Obaj zawodnicy mają za sobą świetny rok, w którym zachwycali swoją boiskową postawą cały świat. Messi dołożył do tego więcej „wrażeń artystycznych” i piłkarskiej magii, natomiast Holender był filarem machiny Kloppa, która sięgnęła po Ligę Mistrzów.
Jakby na koniec tej dwójkowej rywalizacji, obaj zawodnicy zaprezentowali się świetnie w swoich ostatnich meczach, tuż przed galą. Van Dijk swoimi dwoma bramkami dał „The Reds” zwycięstwo z Brighton, natomiast Messi kolejny raz dał popis swojego geniuszu i typową dla siebie akcją „zamknął” wyrównaną rywalizację z dzielnym Atletico. Bramką Argentyńczyka zachwycali się i cieszyli przede wszystkim kibice „Blaugrany”, ale okazuje się, że nie tylko na nich zrobiła ona wrażenie…
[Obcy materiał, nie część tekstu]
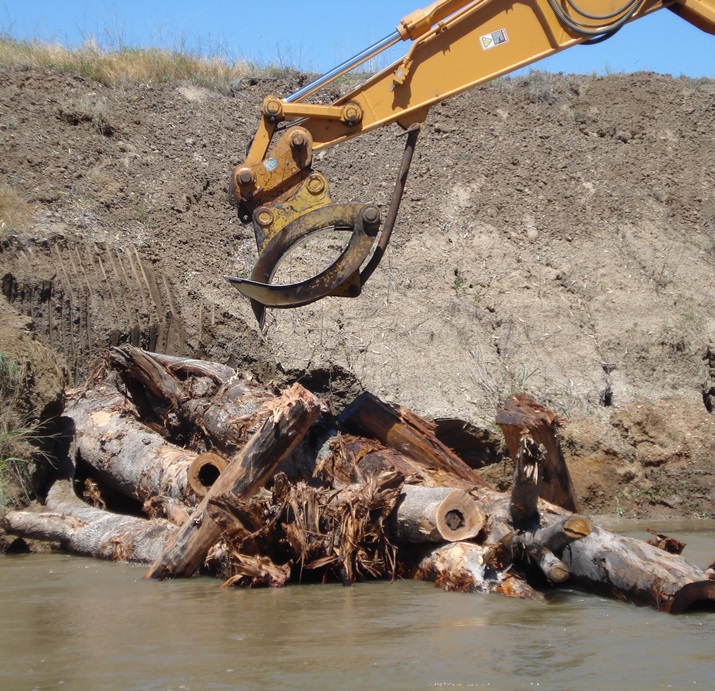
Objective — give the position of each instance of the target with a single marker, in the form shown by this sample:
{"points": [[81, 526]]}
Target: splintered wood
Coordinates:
{"points": [[264, 487]]}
Diego Simeone's reaction to Messi's goal yesterday against Atletico is priceless. Appreciating greatness. ?? pic.twitter.com/8C3mrN7GSp
— FutbolBible (@FutbolBible) December 2, 2019
Nawet Diego Simeone najpierw nerwowo nakazywał swoim zawodnikom wracać za akcją, jednak po trafieniu jego rodaka nie pozostało mu nic innego, jak po prostu przyklasnąć z podziwem. Tu nie trzeba szczególnego komentarza, czy analizy – te obrazki przemawiają same za siebie. Czy dla sportowca może być większy honor, niż trener drużyny przeciwnej bijący mu brawo? To z pewnością jedna z najbardziej unikalnych rzeczy, przy okazji dobrze zgrywająca się z szóstą Złotą Piłką, jaką wczoraj zdobył Messi. Zawodnik Barcelony jest po prostu unikalny.